Eu nunca subestimei a quantidade limitada de conhecimento econômico adquirido no curso de economia política, oferecido no Departamento de História da Universidade de Kiev, em 1987-1992, quando eu lá estudei.
É por isso que eu sempre reconheci a importância da economia para as decisões políticas; mas, em minhas próprias avaliações da situação política, inclusive na esfera económica, eu preferia confiar em meu conhecimento dos mecanismos políticos, os quais, a propósito, podem por vezes alterar a realidade econômica de forma irreconhecível.
Como isso pode acontecer – o governo ucraniano nos dá uma demonstração. Há 23 anos, ele tem agido contra os interesses econômicos nacionais; tendo conseguido eliminar quase completamente a economia nacional, ele começou a eliminar a população, também. Assim, a força política que acabou por ser mais forte que as leis econômicas (o poder político é incapaz de fazer essas leis funcionarem como deseja; mas, pode ignorá-las a ponto de provocar o colapso do estado e da sociedade).

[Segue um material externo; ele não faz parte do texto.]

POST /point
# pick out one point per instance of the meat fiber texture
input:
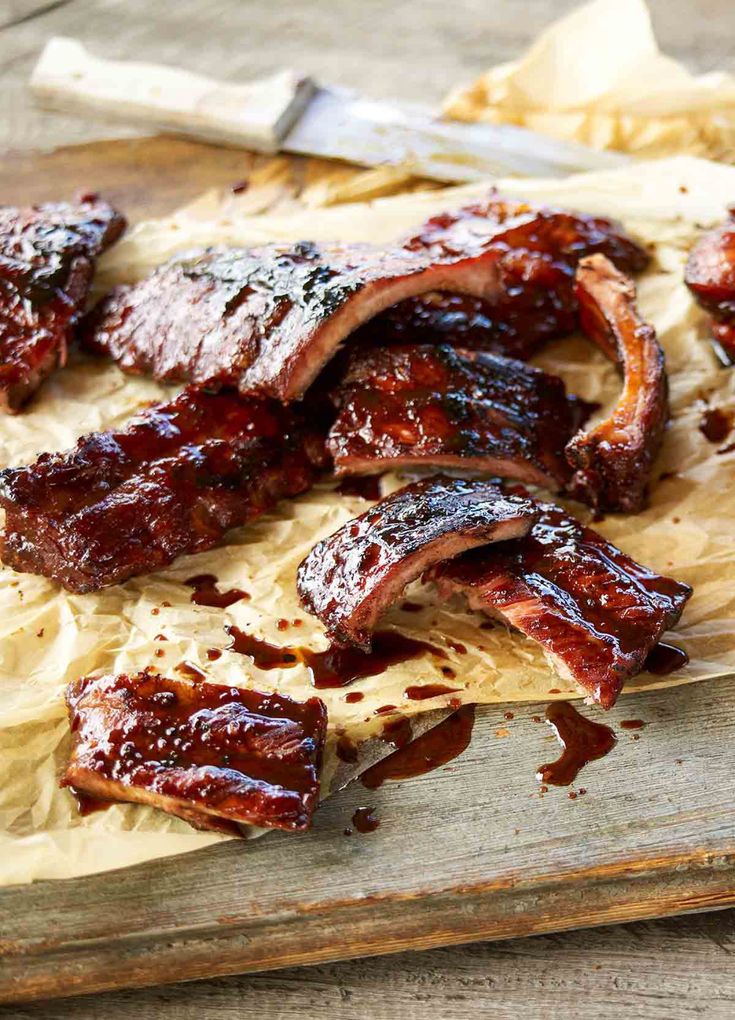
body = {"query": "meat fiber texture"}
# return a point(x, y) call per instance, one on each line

Portanto, derivei minha conclusão de que a economia baseada no dólar já está em crise, e, portanto, de que a pax Americana também está entrando em crise, da avaliação dos processos nos ex-territórios soviéticos, iniciados, sem dúvida, pelos EUA. Por esse tempo, quatro tentativas de golpe de estado "coloridas" tinham tomado lugar (duas, entre 2000-2001 e 2004-2005, na Ucrânia, na Geórgia e no Quirguistão). Três delas foram bem sucedidas. Todas elas foram dirigidas contra a Rússia.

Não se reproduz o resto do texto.